The sudden jolt of demand and influx of foreign capital into our housing and commercial real estate market could very well move the needle on housing prices, appreciation rates, and other industry metrics as soon as six months or a year from now, with the biggest impact believed to be felt in large cities like Los Angeles, New York, and the Miami area, all traditionally popular with foreigners. But the handwork of smart investors should spill over to other emerging metropolitan markets – like Sacramento and Northern California – that present unboundless opportunities for growth.
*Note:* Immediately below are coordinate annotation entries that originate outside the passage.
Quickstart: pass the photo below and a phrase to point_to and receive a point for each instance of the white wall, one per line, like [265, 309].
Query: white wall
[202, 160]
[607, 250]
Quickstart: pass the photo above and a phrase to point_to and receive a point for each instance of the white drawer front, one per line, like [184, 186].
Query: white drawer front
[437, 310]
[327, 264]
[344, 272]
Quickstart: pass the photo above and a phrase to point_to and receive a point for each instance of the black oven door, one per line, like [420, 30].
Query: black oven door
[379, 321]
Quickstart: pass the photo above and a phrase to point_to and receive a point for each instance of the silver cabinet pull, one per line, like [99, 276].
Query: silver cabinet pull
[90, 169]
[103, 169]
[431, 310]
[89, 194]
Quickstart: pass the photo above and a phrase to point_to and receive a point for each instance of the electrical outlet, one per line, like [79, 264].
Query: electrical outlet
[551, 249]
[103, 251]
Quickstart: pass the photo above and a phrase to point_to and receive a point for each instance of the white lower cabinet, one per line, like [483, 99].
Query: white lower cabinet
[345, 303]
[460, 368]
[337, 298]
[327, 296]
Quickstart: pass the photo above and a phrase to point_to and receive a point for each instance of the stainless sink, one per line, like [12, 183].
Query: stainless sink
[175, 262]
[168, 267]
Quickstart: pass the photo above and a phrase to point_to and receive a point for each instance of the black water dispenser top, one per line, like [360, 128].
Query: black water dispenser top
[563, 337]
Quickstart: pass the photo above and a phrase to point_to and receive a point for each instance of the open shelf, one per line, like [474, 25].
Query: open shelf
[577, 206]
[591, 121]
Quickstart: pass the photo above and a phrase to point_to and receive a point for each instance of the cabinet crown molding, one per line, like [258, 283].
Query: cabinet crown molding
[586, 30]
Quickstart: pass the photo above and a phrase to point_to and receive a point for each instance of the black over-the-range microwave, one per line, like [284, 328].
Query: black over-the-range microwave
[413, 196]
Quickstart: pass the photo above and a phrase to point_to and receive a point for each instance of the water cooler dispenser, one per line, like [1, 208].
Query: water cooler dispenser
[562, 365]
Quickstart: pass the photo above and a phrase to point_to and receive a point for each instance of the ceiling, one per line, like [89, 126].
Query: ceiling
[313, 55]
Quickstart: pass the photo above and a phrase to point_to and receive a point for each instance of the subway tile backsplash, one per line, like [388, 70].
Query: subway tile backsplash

Not only will increased demand and the flow of foreign capital further incentivize the U.S. housing market, but the immediate effect of BREXIT is already being seen on interest rates. After the UK’s referendum passed and the financial markets took a haymaker, already we’ve seen U.S. government debt in a free fall, with yields on the 10-year Treasury dropping from 1.75% to a low of 1.43% in early trading. Movement on the Treasury exerts downward pressure on mortgage interest rates, and already we saw a small 0.02 percentage point correction on mortgage rates, according to NerdWallet.
While a drop of 0.02 isn’t a major shift, it very well temper interest rates from rising, as was to be expected, over the next 18 months, keeping them in favorable territory for those looking to purchase a home with a mortgage or refinance. Mortgage rates usually see a lag time as they adjust to other indices and economic news, so we most certainly haven’t even seen the full (and positive – for us) effect of interest rate drops to come.
A spur in demand; big spenders who need to park their money somewhere safe; an emboldened U.S. dollar versus the Pound, and downward pressure on mortgage interest rates; what does it all add up to?
Over time, London’s misfortune may very well be good news for the U.S real estate market – and our local home prices.